Além disso, há temas e situações que exigem da parte
dos positivistas uma postura mais enérgica e dura, o que também se afasta um
pouco do aspecto mais cultual e afetivo das prédicas. Como vivemos em uma
sociedade de liberdades – característica que, aliás, é ativamente defendida
pela Religião da Humanidade –, todos têm liberdade de manifestar-se a respeito
do Positivismo; todavia, um aspecto chocante dos supostos “debates” públicos
que envolvem o Positivismo (em termos doutrinários e/ou em termos históricos) é
que se fala muito do Positivismo mas é-nos terminantemente proibida a nossa
própria manifestação. Dois casos são exemplares a respeito.
Em primeiro lugar, isso ficou flagrante e
escandalosamente claro na matéria publicada pelo portal BBC Brasil em 30 de agosto de 2020, da autoria de Vinícius Mendes e
intitulada “Ordem e Progresso: como as ideias de um filósofo francês do século
19 ajudam a entender a formação do Brasil”:
o jornalista consultou inúmeros “pesquisadores” – que falaram o que bem
entenderam sobre o Positivismo, com ou, mais freqüentemente, sem razão –, mas o
autor da matéria recusou-se terminantemente a consultar os próprios
positivistas! Em conversa pessoal imediatamente posterior à publicação, de
acordo com um dos pesquisadores entrevistados e com quem mantemos boas relações
(Christian Lynch), a redação do portal BBC
Brasil recusou-se (ou melhor, proibiu) explícita e intencionalmente a
entrevista com os próprios positivistas. Além de esse comportamento
supostamente ir contra os melhores parâmetros da ética jornalística, isso se
constituiu pura e simplesmente em censura.

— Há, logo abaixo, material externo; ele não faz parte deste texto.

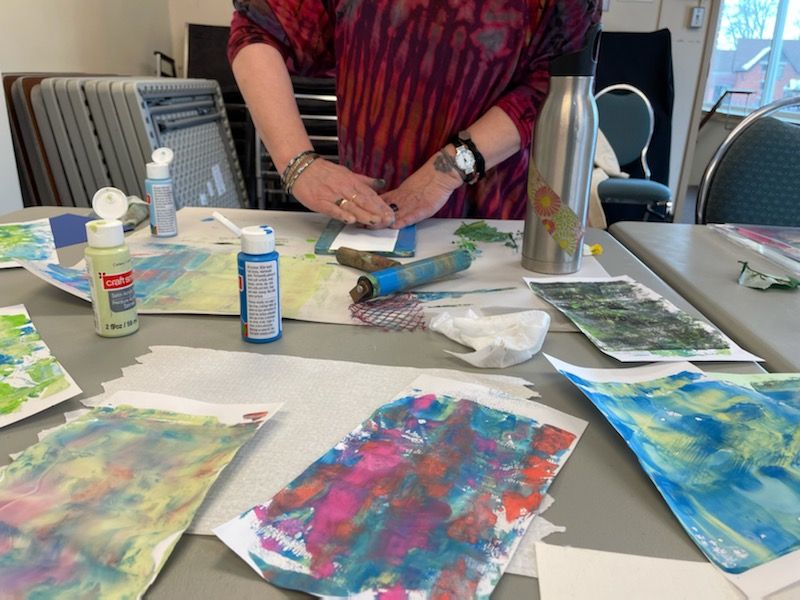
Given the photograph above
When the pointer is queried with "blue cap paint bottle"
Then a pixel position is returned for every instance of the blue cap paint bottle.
(259, 286)
(159, 194)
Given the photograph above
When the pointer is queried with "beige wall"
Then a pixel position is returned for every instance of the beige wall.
(95, 36)
(117, 36)
(198, 12)
(687, 55)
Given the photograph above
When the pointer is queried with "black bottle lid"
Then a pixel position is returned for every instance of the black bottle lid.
(581, 63)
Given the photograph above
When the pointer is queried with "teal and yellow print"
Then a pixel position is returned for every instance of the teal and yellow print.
(724, 454)
(32, 241)
(94, 508)
(27, 369)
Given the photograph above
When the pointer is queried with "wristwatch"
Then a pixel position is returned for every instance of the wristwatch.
(468, 160)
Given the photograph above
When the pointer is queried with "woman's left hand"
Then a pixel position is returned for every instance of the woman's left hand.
(424, 192)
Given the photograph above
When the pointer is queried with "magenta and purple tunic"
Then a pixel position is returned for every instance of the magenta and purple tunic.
(411, 73)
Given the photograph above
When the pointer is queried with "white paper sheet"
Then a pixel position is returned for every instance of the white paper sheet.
(17, 373)
(369, 240)
(730, 352)
(235, 533)
(567, 573)
(141, 493)
(493, 281)
(316, 413)
(28, 240)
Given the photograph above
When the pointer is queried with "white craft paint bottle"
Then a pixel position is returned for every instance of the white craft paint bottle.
(259, 286)
(160, 195)
(108, 263)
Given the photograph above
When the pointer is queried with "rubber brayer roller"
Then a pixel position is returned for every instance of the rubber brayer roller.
(404, 277)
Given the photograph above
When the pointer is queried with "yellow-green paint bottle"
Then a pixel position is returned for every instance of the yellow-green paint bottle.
(108, 263)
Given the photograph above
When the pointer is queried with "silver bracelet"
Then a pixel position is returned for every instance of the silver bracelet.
(297, 170)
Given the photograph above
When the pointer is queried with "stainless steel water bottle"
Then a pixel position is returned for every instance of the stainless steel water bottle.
(560, 170)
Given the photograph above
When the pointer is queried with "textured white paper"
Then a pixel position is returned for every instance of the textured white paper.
(370, 240)
(323, 401)
(567, 573)
(493, 280)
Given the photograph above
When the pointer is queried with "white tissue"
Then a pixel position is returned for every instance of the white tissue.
(499, 340)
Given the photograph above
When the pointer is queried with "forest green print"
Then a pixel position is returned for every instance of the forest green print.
(624, 316)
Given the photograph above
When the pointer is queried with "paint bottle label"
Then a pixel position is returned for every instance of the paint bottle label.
(113, 297)
(163, 220)
(261, 310)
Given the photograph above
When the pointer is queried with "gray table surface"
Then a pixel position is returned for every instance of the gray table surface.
(602, 495)
(702, 266)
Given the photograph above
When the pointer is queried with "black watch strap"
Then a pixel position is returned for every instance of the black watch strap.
(462, 138)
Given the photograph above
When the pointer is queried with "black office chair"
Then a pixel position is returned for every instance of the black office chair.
(626, 119)
(754, 177)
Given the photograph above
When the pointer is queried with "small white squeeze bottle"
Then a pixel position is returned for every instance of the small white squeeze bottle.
(259, 286)
(108, 263)
(159, 194)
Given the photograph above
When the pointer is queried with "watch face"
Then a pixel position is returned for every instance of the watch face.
(465, 161)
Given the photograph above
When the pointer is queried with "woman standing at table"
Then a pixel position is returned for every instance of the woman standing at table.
(436, 99)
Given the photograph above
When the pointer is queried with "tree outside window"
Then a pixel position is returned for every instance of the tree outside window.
(758, 50)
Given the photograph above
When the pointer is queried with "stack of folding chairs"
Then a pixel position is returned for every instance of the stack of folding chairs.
(75, 134)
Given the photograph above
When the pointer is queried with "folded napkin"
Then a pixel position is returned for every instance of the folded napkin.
(499, 340)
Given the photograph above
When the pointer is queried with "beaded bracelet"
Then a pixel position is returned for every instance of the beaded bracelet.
(295, 167)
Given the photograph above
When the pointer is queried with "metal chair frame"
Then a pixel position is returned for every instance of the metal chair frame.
(636, 91)
(719, 155)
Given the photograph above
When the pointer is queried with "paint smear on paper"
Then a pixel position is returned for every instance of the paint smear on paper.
(94, 508)
(31, 379)
(558, 219)
(427, 498)
(726, 457)
(26, 241)
(479, 231)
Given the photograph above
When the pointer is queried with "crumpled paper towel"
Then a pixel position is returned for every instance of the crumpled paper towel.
(499, 340)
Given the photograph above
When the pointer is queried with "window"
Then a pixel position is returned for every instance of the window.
(757, 50)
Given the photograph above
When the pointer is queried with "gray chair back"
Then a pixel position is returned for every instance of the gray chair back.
(626, 119)
(754, 177)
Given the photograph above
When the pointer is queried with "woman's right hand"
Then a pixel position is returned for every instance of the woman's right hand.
(336, 191)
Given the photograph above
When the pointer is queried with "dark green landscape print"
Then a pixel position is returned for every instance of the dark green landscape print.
(621, 315)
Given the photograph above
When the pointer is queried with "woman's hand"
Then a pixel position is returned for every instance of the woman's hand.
(336, 191)
(424, 192)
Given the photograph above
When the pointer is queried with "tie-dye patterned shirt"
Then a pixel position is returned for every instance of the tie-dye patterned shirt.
(411, 73)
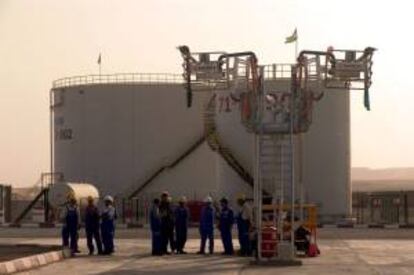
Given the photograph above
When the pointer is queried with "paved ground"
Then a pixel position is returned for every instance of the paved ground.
(12, 251)
(344, 251)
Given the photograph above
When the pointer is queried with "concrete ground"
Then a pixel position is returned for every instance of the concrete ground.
(344, 251)
(12, 251)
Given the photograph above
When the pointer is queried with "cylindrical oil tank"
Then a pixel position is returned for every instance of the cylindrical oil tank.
(121, 131)
(324, 168)
(59, 192)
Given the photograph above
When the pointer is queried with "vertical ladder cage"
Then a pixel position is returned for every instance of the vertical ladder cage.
(275, 119)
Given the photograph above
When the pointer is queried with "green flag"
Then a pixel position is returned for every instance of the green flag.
(292, 38)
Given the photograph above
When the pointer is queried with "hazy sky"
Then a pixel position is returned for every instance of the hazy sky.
(47, 39)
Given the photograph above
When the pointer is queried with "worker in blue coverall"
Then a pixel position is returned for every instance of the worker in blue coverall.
(244, 223)
(226, 220)
(207, 226)
(108, 217)
(92, 219)
(167, 224)
(71, 224)
(155, 224)
(182, 216)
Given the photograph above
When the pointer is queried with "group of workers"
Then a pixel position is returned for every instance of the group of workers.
(99, 225)
(164, 221)
(169, 226)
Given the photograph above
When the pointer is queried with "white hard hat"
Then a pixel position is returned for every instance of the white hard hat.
(108, 198)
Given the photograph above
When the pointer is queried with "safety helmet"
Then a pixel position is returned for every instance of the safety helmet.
(70, 196)
(109, 198)
(224, 200)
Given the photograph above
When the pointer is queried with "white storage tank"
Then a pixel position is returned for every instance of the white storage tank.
(121, 131)
(117, 131)
(59, 192)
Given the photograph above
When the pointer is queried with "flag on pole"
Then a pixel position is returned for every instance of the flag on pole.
(292, 38)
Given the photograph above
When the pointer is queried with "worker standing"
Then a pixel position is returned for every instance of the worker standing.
(182, 216)
(207, 226)
(71, 224)
(155, 224)
(92, 226)
(226, 220)
(167, 224)
(108, 225)
(244, 223)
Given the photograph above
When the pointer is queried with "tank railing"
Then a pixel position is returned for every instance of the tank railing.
(278, 71)
(120, 78)
(272, 71)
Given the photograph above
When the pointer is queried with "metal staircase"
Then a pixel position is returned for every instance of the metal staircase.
(275, 157)
(213, 141)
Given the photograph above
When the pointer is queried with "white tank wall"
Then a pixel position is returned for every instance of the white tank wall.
(326, 165)
(121, 134)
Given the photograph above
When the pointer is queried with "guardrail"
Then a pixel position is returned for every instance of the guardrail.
(273, 71)
(121, 78)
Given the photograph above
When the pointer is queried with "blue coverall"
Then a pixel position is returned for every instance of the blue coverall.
(207, 228)
(243, 230)
(92, 228)
(155, 223)
(108, 229)
(70, 228)
(181, 214)
(167, 227)
(225, 226)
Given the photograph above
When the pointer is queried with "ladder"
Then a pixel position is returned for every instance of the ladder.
(274, 176)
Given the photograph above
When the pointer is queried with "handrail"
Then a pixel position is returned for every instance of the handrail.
(30, 206)
(119, 78)
(272, 71)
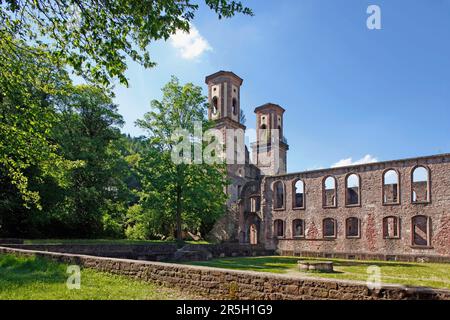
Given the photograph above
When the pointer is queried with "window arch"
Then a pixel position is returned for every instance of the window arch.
(255, 204)
(329, 228)
(391, 187)
(420, 185)
(278, 228)
(353, 228)
(329, 192)
(391, 227)
(234, 106)
(298, 228)
(299, 195)
(278, 195)
(352, 190)
(214, 106)
(421, 231)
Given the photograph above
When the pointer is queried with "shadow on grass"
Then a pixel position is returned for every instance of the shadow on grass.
(25, 270)
(282, 264)
(269, 264)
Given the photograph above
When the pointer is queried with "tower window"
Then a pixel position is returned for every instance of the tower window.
(391, 228)
(329, 192)
(255, 204)
(391, 187)
(329, 228)
(279, 195)
(298, 228)
(214, 105)
(420, 185)
(352, 228)
(299, 196)
(421, 231)
(278, 226)
(353, 190)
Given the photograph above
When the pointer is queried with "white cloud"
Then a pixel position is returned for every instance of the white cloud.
(190, 45)
(349, 161)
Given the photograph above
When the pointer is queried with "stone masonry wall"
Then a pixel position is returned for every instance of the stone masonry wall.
(370, 212)
(230, 284)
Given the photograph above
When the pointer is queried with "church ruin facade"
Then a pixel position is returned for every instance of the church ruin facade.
(392, 210)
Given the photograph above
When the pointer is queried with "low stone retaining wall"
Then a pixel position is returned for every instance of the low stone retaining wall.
(230, 284)
(10, 241)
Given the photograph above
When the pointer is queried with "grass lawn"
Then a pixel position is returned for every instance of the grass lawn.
(433, 275)
(34, 278)
(103, 241)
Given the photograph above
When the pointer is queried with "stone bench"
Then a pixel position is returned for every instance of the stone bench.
(323, 266)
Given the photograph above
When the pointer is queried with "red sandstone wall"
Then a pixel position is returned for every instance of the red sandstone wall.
(370, 212)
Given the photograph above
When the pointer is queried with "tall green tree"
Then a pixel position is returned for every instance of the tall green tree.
(95, 37)
(88, 130)
(29, 81)
(183, 196)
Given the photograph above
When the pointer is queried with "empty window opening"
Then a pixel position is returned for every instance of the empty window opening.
(234, 106)
(329, 228)
(279, 195)
(329, 192)
(214, 105)
(352, 227)
(353, 190)
(421, 231)
(279, 228)
(391, 189)
(299, 198)
(420, 185)
(298, 228)
(391, 228)
(255, 204)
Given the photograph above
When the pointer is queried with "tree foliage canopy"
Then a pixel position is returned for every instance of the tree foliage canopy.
(96, 37)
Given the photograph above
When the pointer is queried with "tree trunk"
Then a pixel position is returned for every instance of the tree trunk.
(179, 204)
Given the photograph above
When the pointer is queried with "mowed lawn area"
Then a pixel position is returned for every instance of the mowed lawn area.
(435, 275)
(106, 241)
(24, 278)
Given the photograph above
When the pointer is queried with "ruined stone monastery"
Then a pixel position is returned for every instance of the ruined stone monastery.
(389, 210)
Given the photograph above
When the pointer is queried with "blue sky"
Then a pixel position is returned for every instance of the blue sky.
(349, 92)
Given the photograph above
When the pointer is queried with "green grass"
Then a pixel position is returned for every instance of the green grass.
(34, 278)
(435, 275)
(103, 241)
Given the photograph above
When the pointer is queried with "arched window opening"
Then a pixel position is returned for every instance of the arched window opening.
(298, 228)
(278, 226)
(329, 192)
(391, 187)
(279, 195)
(215, 105)
(299, 196)
(421, 231)
(352, 228)
(234, 106)
(255, 204)
(420, 185)
(329, 228)
(391, 228)
(352, 190)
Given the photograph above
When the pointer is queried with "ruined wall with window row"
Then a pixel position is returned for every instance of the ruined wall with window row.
(391, 208)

O segundo caso evidenciou-se em 2021 e repetiu-se (ou
teve ecos) em 2022. Aproximando-se o dia 19 de novembro, que é o dia da
bandeira, como não poderia deixar de ser a referência ao Positivismo é mais ou
menos de praxe. Entretanto, desde pelo menos 2021 existe um grupo social que se
mobiliza ao redor do mote “Inclua o amor na bandeira”. Por si só, esse grupo
seria apenas mais das centenas, talvez milhares de grupos que se formam todos
os dias, propondo as mais variadas questões, algumas corretas, outras
disparatadas; mas, além de reunir cidadãos “comuns”, esse grupo congrega, ou pelo
menos tem o apoio, de personalidades com grande evidência (atrizes, músicos,
políticos), obtendo em virtude disso, por exemplo, o gigantesco privilégio de ser
objeto de matéria (simpática, enorme e detalhada) nas versões impressa e
eletrônica do jornal Folha de S. Paulo.
Com base nisso, a proposta desse grupo é bem simples: incluir a palavra “Amor”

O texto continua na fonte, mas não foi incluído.